Calculate the alignment length and total number of similarity errors (as we would with ANIm), as well as the Goris et al.-defined mean identity of all valid BLAST matches for the passed BLASTALL alignment .blast_tab file.

‘’’ANI between the query genome and the reference genome was calculated as the mean identity of all BLASTN matches that showed more than 30% overall sequence identity (recalculated to an identity along the entire sequence) over an alignable region of at least 70% of their length. ‘’’

pyani.anib.process_blast(blast_dir: pathlib.Path, org_lengths: Dict[KT, VT], fraglengths: Dict[KT, VT], mode: str = 'ANIb', logger: Optional[logging.Logger] = None) → pyani.pyani_tools.ANIResults[source]

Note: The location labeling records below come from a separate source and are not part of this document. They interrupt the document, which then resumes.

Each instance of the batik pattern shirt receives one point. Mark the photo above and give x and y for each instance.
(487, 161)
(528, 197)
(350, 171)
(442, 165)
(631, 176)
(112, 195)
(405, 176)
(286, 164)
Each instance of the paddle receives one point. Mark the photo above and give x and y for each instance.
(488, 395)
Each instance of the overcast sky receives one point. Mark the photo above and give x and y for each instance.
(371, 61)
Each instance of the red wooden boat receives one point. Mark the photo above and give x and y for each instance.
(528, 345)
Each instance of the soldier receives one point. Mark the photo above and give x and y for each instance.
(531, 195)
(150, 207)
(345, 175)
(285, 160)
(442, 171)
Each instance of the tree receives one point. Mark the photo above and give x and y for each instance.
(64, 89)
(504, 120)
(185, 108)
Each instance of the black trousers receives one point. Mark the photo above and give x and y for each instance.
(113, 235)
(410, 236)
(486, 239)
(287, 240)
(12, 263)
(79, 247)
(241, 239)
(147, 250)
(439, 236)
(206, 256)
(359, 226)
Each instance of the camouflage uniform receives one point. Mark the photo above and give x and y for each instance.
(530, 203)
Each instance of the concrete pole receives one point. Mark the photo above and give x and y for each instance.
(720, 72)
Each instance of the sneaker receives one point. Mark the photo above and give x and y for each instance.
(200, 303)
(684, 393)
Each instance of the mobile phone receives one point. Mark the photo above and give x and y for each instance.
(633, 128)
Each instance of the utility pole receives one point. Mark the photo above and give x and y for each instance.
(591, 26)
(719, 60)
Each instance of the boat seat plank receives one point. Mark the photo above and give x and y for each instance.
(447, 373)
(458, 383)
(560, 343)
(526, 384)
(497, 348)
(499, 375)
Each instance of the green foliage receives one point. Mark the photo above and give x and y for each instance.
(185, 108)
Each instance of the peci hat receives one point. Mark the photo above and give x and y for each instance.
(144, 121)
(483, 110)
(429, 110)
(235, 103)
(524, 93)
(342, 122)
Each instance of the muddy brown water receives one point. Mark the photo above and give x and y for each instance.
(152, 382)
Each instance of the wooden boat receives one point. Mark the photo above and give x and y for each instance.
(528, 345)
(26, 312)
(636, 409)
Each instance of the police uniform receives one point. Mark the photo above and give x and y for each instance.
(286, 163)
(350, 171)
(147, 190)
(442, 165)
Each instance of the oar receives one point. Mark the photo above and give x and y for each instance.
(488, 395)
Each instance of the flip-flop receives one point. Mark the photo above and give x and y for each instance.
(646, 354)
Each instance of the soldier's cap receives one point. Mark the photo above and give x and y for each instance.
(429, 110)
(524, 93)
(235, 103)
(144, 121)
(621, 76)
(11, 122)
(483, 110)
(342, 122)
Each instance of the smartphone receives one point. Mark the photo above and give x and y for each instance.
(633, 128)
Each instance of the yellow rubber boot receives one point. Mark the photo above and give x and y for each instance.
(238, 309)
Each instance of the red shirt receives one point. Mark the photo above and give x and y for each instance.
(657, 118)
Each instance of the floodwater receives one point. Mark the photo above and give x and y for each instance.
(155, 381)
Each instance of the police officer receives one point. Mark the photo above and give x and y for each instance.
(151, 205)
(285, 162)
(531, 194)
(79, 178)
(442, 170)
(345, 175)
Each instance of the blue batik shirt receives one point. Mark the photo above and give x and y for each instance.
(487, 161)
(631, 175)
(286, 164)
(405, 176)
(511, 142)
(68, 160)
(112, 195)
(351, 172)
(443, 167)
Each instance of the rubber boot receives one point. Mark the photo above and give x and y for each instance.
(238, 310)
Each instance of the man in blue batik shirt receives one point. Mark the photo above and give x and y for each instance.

Return tuple of ANIb results for .blast_tab files in the output dir.

Parameters:
  • blast_dir – Path, path to the directory containing .blast_tab files
  • org_lengths – Dict, the base count for each input sequence
  • fraglengths – dictionary of query sequence fragment lengths, only needed for BLASTALL output
  • mode – str, analysis type (ANIb or ANIblastall)
  • logger – a logger for messages

Returns the following pandas dataframes in an ANIResults object; query sequences are rows, subject sequences are columns:

  • alignment_lengths - non-symmetrical: total length of alignment
  • percentage_identity - non-symmetrical: ANIb (Goris) percentage identity
  • alignment_coverage - non-symmetrical: coverage of query
  • similarity_errors - non-symmetrical: count of similarity errors

May throw a ZeroDivisionError if one or more BLAST runs failed, or a very distant sequence was included in the analysis.